Project02/AITrain/iterative_lora_training.py

260 lines
8.1 KiB
Python

#!/usr/bin/env python
# -*- coding: utf-8 -*-
"""
基于评分数据的LoRA增量训练脚本 - 简化版
只保留核心的数据训练模型功能
"""
import json
import torch
from transformers import (
AutoModelForCausalLM,
AutoTokenizer,
TrainingArguments,
Trainer,
DataCollatorForLanguageModeling
)
from peft import LoraConfig, get_peft_model, TaskType
import os
from typing import List, Dict
import numpy as np
from torch.utils.data import Dataset
import swanlab
from swanlab.integration.transformers import SwanLabCallback
class DialogueDataset(Dataset):
"""对话数据集类"""
def __init__(self, samples: List[Dict], tokenizer, max_length: int = 512):
self.samples = samples
self.tokenizer = tokenizer
self.max_length = max_length
if tokenizer.pad_token is None:
tokenizer.pad_token = tokenizer.eos_token
def __len__(self):
return len(self.samples)
def __getitem__(self, idx):
sample = self.samples[idx]
text = f"角色: {sample['speaker']}\n对话内容: {sample['content']}"

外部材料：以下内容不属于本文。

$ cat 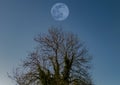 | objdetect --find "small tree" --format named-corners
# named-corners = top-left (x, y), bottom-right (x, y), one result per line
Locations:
top-left (9, 27), bottom-right (93, 85)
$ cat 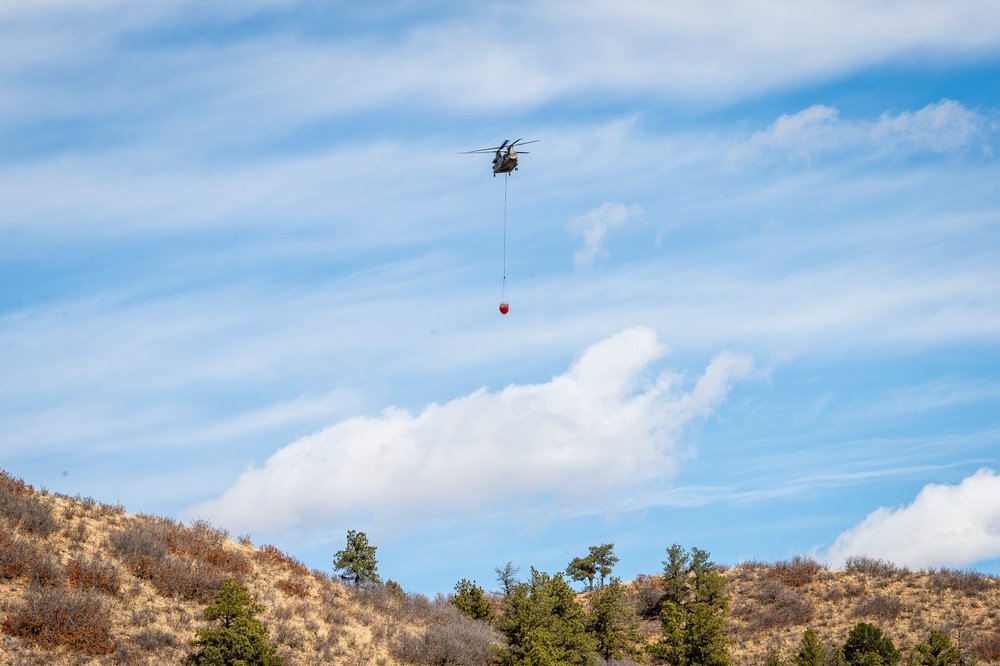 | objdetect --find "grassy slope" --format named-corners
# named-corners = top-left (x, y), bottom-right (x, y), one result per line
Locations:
top-left (0, 472), bottom-right (1000, 666)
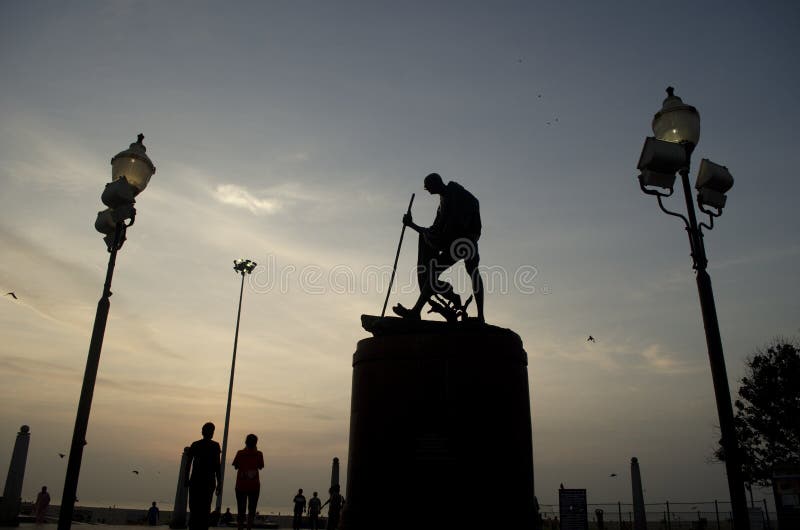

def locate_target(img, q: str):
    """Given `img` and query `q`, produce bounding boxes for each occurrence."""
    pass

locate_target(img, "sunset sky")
[0,0,800,511]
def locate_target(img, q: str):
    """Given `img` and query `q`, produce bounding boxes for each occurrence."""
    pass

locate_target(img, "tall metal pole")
[680,168,750,530]
[217,270,245,513]
[58,222,126,530]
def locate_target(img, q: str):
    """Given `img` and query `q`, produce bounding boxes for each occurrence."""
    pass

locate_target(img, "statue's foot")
[392,304,420,320]
[439,288,464,309]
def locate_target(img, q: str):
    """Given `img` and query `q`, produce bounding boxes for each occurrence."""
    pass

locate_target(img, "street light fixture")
[638,87,750,530]
[58,134,156,530]
[216,259,257,514]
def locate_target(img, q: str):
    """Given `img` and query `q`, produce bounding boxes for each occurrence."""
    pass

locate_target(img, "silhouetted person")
[233,434,264,530]
[147,501,159,526]
[322,484,344,530]
[33,486,50,524]
[292,488,306,530]
[392,173,485,322]
[184,422,222,530]
[308,491,322,530]
[219,508,233,526]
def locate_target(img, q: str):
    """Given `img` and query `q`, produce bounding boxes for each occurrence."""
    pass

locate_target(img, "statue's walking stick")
[381,193,414,318]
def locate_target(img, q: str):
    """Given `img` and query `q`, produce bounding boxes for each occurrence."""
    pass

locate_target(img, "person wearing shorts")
[233,434,264,530]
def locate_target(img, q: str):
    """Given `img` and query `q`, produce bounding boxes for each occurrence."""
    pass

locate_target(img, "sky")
[0,0,800,511]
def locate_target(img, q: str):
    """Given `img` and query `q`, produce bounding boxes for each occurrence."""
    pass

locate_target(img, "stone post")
[631,456,647,530]
[169,447,189,528]
[0,425,31,526]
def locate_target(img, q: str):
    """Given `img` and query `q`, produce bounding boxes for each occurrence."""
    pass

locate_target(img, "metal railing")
[539,499,777,530]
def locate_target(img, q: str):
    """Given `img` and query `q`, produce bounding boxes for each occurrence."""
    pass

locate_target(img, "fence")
[539,500,777,530]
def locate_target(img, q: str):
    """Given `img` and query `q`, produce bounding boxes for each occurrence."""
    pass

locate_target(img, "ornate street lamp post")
[637,87,750,530]
[217,259,257,514]
[58,134,156,530]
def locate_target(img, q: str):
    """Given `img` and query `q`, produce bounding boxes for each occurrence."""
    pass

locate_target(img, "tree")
[714,339,800,486]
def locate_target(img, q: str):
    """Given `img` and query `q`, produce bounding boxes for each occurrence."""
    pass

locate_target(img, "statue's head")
[424,173,444,194]
[202,422,216,439]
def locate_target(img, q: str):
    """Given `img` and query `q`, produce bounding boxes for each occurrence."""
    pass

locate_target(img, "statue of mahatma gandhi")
[392,173,485,322]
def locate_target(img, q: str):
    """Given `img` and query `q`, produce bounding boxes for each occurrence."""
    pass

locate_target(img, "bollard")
[169,447,189,528]
[0,425,31,526]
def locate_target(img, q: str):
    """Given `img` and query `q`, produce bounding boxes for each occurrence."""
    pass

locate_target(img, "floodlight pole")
[679,163,750,530]
[216,267,247,515]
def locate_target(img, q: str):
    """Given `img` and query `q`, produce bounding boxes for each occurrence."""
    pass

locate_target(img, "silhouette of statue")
[392,173,485,322]
[308,491,322,530]
[147,501,160,526]
[33,486,50,524]
[184,422,222,530]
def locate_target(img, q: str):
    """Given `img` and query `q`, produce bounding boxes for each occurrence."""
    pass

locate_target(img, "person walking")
[233,434,264,530]
[184,422,222,530]
[392,173,485,322]
[292,488,306,530]
[147,501,159,526]
[308,491,322,530]
[33,486,50,524]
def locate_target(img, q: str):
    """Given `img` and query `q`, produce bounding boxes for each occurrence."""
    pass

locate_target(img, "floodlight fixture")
[652,87,700,148]
[636,136,688,193]
[694,158,733,213]
[233,259,258,275]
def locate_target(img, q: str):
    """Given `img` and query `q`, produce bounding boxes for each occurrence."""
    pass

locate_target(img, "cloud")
[642,344,701,374]
[214,184,284,215]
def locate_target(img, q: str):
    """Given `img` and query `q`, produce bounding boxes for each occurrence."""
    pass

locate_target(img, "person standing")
[233,434,264,530]
[322,484,344,530]
[308,491,322,530]
[34,486,50,524]
[184,422,222,530]
[292,488,306,530]
[147,501,159,526]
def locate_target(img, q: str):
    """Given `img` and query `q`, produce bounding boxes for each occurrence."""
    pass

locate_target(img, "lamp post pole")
[58,134,156,530]
[680,168,750,530]
[638,87,750,530]
[58,223,125,530]
[216,259,256,514]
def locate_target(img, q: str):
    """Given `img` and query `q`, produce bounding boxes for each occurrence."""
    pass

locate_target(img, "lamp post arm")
[656,195,689,228]
[58,223,126,530]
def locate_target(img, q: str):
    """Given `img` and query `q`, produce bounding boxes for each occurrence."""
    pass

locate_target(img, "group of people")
[292,484,344,530]
[186,422,344,530]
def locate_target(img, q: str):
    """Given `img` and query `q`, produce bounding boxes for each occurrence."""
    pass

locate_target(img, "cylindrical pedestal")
[341,324,535,530]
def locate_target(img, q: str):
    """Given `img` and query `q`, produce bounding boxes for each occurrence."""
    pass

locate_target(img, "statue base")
[341,315,536,530]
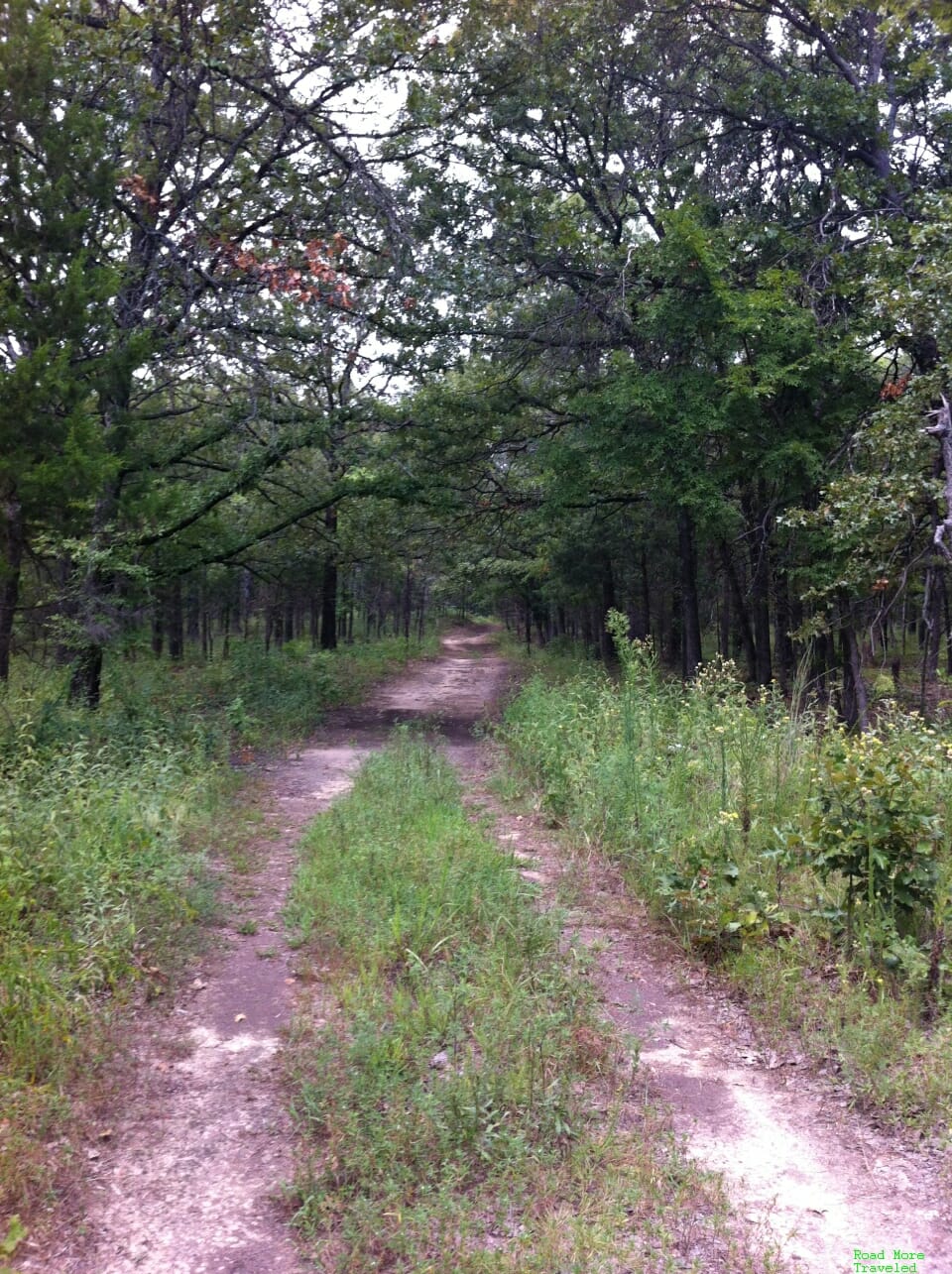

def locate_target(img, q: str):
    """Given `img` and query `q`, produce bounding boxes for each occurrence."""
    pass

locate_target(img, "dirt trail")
[17,630,506,1274]
[18,631,952,1274]
[456,746,952,1274]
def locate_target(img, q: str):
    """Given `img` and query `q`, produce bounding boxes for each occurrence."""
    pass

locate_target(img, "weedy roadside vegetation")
[288,732,772,1274]
[501,614,952,1134]
[0,640,432,1216]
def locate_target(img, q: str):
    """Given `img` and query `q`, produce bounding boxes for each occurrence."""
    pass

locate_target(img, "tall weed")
[288,733,765,1274]
[501,617,952,1123]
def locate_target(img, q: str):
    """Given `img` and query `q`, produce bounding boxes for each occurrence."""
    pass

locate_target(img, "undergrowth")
[0,632,430,1216]
[501,617,952,1131]
[288,734,779,1274]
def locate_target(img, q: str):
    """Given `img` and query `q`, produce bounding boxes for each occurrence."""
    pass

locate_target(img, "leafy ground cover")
[288,734,764,1274]
[501,618,952,1132]
[0,640,435,1209]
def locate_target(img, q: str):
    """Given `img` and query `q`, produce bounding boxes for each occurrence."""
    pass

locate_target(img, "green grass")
[288,734,764,1274]
[0,627,438,1209]
[501,622,952,1134]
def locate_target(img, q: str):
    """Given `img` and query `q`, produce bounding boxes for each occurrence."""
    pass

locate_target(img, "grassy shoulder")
[502,624,952,1135]
[283,734,764,1274]
[0,632,432,1216]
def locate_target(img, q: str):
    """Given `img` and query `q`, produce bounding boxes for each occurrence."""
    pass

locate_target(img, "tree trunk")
[0,495,26,681]
[321,506,338,649]
[720,540,757,681]
[751,502,774,685]
[678,509,701,680]
[840,623,869,730]
[166,580,184,661]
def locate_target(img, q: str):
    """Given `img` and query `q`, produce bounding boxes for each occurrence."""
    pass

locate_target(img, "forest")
[0,0,952,1269]
[0,0,952,726]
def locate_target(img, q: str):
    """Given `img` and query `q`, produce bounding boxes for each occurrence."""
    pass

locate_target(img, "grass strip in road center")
[288,733,769,1274]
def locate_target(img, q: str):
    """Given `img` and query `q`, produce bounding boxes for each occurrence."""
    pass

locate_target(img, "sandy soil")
[17,630,506,1274]
[18,630,952,1274]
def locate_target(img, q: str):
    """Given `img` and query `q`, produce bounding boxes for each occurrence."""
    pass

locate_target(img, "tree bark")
[321,506,338,649]
[840,623,869,730]
[678,509,701,679]
[0,493,26,681]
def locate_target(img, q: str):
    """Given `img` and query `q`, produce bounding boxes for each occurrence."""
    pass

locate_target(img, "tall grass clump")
[0,639,435,1208]
[0,723,221,1203]
[502,616,952,1123]
[288,734,765,1274]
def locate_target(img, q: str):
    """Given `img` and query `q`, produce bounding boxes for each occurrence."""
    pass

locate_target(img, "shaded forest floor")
[17,629,952,1274]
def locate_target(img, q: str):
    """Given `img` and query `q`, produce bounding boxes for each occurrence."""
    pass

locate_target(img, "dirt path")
[451,744,952,1274]
[468,812,952,1274]
[17,630,506,1274]
[18,631,952,1274]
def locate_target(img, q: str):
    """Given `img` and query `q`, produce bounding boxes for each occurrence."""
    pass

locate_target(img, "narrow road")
[19,630,952,1274]
[24,629,506,1274]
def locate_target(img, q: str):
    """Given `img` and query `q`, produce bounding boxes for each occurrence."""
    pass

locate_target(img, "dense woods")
[0,0,952,725]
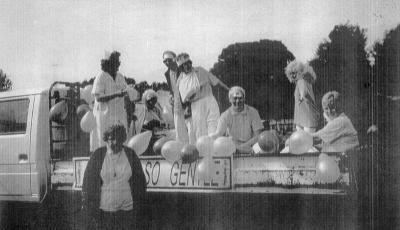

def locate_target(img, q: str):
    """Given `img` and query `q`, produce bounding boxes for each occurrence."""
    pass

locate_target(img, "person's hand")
[118,89,128,97]
[236,145,253,154]
[144,120,161,130]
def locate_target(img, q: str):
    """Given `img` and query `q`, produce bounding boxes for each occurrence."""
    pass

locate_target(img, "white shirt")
[100,150,133,212]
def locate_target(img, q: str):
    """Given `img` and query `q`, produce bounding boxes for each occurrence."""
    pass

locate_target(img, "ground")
[1,191,382,230]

encoding = self.tokenizer(
text,
truncation=True,
padding='max_length',
max_length=self.max_length,
return_tensors='pt'
)
return {
'input_ids': encoding['input_ids'].flatten(),
'attention_mask': encoding['attention_mask'].flatten(),
'labels': encoding['input_ids'].flatten().clone()
}
class IterativeLoRATrainer:
def __init__(self, config: Dict):
self.config = config
self.base_model_path = config['base_model_path']
self.training_data_path = config['training_data_path']
self.output_path = config['output_path']
# 训练配置
self.training_args = TrainingArguments(
output_dir=self.output_path,
overwrite_output_dir=True,
num_train_epochs=config.get('epochs', 3),
per_device_train_batch_size=config.get('batch_size', 2),
gradient_accumulation_steps=config.get('gradient_accumulation_steps', 8),
learning_rate=config.get('learning_rate', 5e-4),
weight_decay=config.get('weight_decay', 0.01),
warmup_steps=config.get('warmup_steps', 100),
logging_steps=config.get('logging_steps', 10),
save_steps=config.get('save_steps', 500),
bf16=config.get('bf16', True),
remove_unused_columns=False,
report_to="none"
)
# LoRA配置
self.lora_config = LoraConfig(
task_type=TaskType.CAUSAL_LM,
inference_mode=False,
r=config.get('lora_r', 32),
lora_alpha=config.get('lora_alpha', 64),
lora_dropout=config.get('lora_dropout', 0.05),
target_modules=config.get('target_modules', ["q_proj", "v_proj", "k_proj", "o_proj"]),
bias="none"
)
torch.manual_seed(config.get('seed', 42))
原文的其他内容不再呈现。